A few months back, Jose Lupian’s mom was the burrito queen of a Valero in Old East Dallas. With soft flour tortillas folded neatly around scrambled eggs and, for example, sliced cactus that’s been grilled against serrano chiles and onions, these burritos are spicy and rib-sticking feats of few ingredients. You’ll find Maria Elena Lupian’s handmade burritos, each steaming hot and bundled in foil early in the morning (the store opens at 6:30 a.m.), in the corner of the convenience store just off Interstate 30. Usually you’ll find her food. But lately, Maria Lupian hasn’t been able to cook up anything at all.
Three months ago, she found a silver dollar–size welt on her shin that announced itself as the necrotizing bite of one of the deadliest spiders in the world, the brown recluse. Pain from the skin-killing venom rocketed through her leg. She was hospitalized, and recovery is still ongoing. As Jose tells it, she’s eager to get back to work.
“She’s the one that taught us,” says Jose, humble apprentice to the burrito master. “But I like to cook. I like to put my style in everything.”
In between the breakfast and lunch rushes at the humbly named Pupusas To-Go, he seems plenty happy, enraptured by the hissing griddle inside the kitchen of his mom-and-pop shop set inside another mom-and-pop shop (Tony’s Neighborhood Food Store) at the Valero gas station. Tony’s is a mini utopia of imported Mexican snacks and candy, including a Wonka-like fest of sour candy straws, conchas, and duros. And O Chicharrones Tree! How lovely are thy fried branches! Bagged pork rinds are everywhere, including a few bundled with a bottle of La Botanera hot sauce, dotting the racks adjacent to the Doritos. Free slot machines sit against the windows, which have a perfectly steamy view of the elote cart parked on the store’s sidewalk. If Bob Ross had painted the joint, he’d surely have called it a happy little gas station.
Jose Lupian has done this kind of work before. Lupian learned to cook at a taqueria in southeast Dallas, just a few miles away, when he was fourteen years old. His time in the kitchen stuck with him for years, bubbling up through various career changes. Before taking over his mom’s gas-station kitchen, he worked in real estate, rewarding clients at closing time with the crispy outsides and pillowy insides of his homemade, Salvadoran-style pupusas. You’ll find them now starring on the menu at the shop—round, griddle-seared masa discs stuffed with molten cheese, beans, pork, or chicken, and topped with plenty of shredded and pickled cabbage and salsa that will light you up like the Griswolds’ house at Christmas. They’re just over a buck apiece and available starting in the early a.m.

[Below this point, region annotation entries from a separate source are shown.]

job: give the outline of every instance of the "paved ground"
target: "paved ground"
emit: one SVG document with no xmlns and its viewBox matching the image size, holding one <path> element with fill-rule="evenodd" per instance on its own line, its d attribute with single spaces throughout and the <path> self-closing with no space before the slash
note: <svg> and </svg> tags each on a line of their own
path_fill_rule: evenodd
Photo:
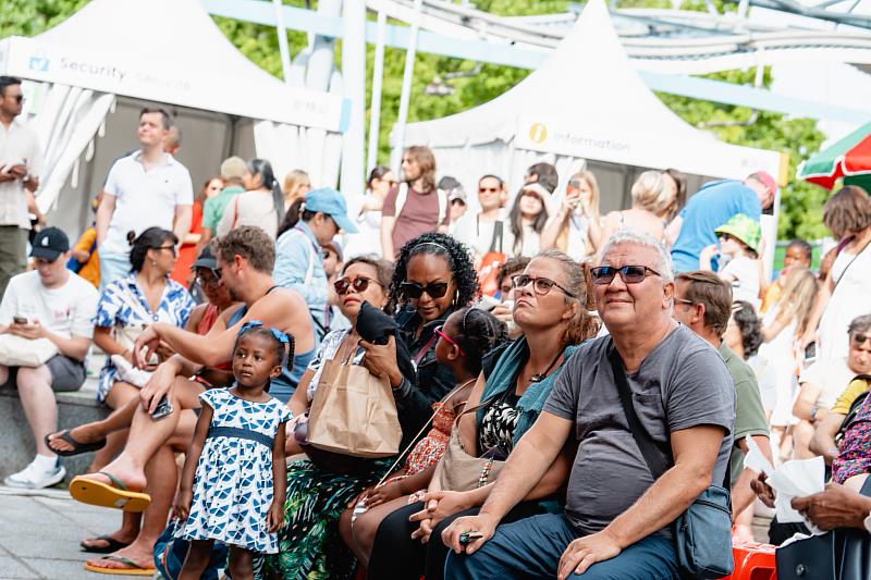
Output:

Jose Lupian and his wife captain the kitchen for now, and hope to open up their own brick-and-mortar in Dallas as soon as possible. In the meantime, the pupusas and burritos aren’t the only reason to stop in. Do not miss the drop-dead-simple cheeseburger basket. For pocket change, Lupian will sear a beef patty on the griddle, each burger made to order and topped with white onions, sliced tomato, mustard, mayo, and dill-pickle relish. The cheese drapes over the edge of the patty like the clock in that Dalí painting. The beef juices glisten against the toasty bun. Then the burger gets dropped into a container with two heaping handfuls of crinkle-cut fries. Lupian flashes these previously frozen bad boys to just the right level of salty, golden crunch, then dusts them with a sticky salt-and-sugar mix.

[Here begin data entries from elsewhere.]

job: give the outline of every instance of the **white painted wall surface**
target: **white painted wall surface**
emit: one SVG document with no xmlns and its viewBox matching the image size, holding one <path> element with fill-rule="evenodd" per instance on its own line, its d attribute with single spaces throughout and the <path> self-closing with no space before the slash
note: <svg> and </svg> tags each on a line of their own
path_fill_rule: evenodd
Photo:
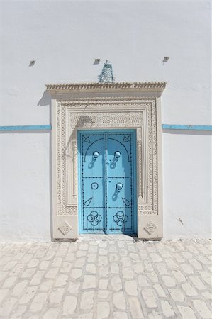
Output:
<svg viewBox="0 0 212 319">
<path fill-rule="evenodd" d="M 45 84 L 96 82 L 106 59 L 116 82 L 168 82 L 163 123 L 211 125 L 211 4 L 1 1 L 0 125 L 49 124 Z M 2 241 L 50 240 L 50 134 L 0 134 Z M 211 135 L 164 131 L 163 175 L 164 237 L 210 237 Z"/>
</svg>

It’s a fast-food feast that’s better than the offerings from any big-name chain around, and that’s the whole point. At this East Dallas gas station, food is made quickly and with simple ingredients—without sacrificing the mom-and-pop neighborhood warmth that goes into it. In other words, the Lupian family shows up to make the kind of food they would enjoy eating.